Having yanked out several chunks of black strands, Essie picked up her brush and started brushing Serafina’s hair in long, pulling strokes. It felt so strange but so oddly pleasant to have
someone pull a brush through her hair, the sensation of the drag on her roots, and the detangling of her hair, and the gentle rake of the soft bristles against her scalp. She had to do everything
she could to keep from purring.

‘Can I ask you a question, miss?’ Essie asked as she brushed. ‘Ya know, Mrs King keeps tellin’ all of us girls to mind our own business, but everyone’s been
talkin’ about it all the same. We all want to know what’s goin’ on.’

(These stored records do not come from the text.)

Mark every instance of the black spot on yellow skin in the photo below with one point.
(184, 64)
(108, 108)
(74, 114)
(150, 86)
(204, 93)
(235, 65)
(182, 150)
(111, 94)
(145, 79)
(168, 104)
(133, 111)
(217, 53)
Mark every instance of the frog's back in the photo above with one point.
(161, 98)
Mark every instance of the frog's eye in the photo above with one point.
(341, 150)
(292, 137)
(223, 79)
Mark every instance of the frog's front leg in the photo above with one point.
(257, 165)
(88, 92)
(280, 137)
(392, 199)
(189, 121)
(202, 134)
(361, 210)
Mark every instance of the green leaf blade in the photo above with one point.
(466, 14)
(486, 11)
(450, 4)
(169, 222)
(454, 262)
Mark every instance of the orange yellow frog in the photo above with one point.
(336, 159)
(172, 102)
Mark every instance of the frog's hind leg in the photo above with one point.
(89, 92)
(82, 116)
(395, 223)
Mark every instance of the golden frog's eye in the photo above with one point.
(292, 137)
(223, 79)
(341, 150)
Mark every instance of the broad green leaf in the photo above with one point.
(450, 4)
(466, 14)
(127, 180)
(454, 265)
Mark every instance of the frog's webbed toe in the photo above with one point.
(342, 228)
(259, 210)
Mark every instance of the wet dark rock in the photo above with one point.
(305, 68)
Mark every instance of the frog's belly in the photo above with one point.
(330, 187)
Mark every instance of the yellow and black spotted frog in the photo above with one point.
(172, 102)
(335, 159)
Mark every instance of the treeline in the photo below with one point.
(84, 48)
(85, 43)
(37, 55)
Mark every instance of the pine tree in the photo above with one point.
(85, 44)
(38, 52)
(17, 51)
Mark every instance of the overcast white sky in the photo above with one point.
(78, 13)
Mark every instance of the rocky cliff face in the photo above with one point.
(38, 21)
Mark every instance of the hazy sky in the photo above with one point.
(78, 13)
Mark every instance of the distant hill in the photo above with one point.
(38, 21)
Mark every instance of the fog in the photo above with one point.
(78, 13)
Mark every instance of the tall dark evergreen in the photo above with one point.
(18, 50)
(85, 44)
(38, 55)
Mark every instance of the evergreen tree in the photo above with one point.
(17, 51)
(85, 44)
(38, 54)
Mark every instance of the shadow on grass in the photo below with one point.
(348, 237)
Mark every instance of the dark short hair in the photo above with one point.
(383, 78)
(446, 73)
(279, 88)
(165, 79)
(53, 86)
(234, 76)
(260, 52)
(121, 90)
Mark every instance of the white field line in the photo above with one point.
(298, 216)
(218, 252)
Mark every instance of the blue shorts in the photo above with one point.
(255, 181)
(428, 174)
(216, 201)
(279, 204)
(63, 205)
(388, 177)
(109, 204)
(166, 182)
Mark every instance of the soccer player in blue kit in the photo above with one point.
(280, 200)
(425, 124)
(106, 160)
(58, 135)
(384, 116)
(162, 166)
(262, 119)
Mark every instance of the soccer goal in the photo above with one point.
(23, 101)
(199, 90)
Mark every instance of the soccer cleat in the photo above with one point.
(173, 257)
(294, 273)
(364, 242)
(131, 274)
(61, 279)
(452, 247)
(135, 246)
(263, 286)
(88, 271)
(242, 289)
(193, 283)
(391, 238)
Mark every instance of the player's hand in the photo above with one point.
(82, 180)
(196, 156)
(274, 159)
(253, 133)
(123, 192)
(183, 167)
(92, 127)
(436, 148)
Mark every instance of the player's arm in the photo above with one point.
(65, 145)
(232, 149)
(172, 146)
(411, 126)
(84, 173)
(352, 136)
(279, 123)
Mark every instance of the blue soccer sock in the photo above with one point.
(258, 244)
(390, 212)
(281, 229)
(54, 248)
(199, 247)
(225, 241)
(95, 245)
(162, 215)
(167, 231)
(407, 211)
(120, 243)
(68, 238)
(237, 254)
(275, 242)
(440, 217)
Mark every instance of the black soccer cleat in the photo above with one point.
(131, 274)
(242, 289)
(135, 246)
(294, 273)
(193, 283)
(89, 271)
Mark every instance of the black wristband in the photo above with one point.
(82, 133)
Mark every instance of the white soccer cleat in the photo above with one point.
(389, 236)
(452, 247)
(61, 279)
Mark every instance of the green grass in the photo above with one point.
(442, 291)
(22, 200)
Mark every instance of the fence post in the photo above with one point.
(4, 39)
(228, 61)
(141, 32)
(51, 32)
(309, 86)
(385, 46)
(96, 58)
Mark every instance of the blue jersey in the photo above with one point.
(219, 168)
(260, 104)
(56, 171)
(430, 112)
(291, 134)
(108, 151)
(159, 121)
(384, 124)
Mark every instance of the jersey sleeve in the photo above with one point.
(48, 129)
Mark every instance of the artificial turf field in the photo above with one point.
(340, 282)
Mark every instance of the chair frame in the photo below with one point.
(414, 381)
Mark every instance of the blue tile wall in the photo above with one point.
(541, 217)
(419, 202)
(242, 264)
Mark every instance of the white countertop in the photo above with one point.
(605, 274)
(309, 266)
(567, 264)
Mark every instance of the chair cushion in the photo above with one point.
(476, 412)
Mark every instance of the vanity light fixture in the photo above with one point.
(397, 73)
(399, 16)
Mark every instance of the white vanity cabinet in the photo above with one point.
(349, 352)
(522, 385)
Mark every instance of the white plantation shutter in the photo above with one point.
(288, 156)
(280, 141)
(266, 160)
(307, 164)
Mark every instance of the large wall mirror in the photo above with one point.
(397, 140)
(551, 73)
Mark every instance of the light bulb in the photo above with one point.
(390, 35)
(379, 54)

‘Going on with what?’ Serafina asked uncertainly.

‘With Mrs V.,’ Essie said. ‘She didn’t come out of her room for breakfast this mornin’, and she’s been feelin’ so poorly lately that we hardly see her.
I’m sure she’ll get through it, whatever it is, but I was just wonderin’ if you’ve heard anything.’

‘I didn’t realise she was down sick,’ Serafina said as a knot formed slowly in her stomach. That explained why she hadn’t seen her.

‘She’s been sick as a dog some days,’ Essie continued. ‘Then other times she perks up for a while. We seen the doctor a-comin’ and a-goin’. We all just want
to know if she’s goin’ to be all right.’

‘I honestly don’t know, Essie. I’m sorry,’ Serafina said. The news that Mrs Vanderbilt was sick hung heavy in her heart. ‘But when I hear something, I’ll be
sure to tell you.’

‘I’d be much obliged,’ Essie said, nodding. ‘And I’ll do likewise.’

Finally, Essie set down the hairbrush. She took Serafina’s hair in her hands, wrapped it round and rolled it up into a loose twist on her head. Then she fastened it in place.

‘There you go, miss,’ Essie said. ‘I think that will do ya for a little while.’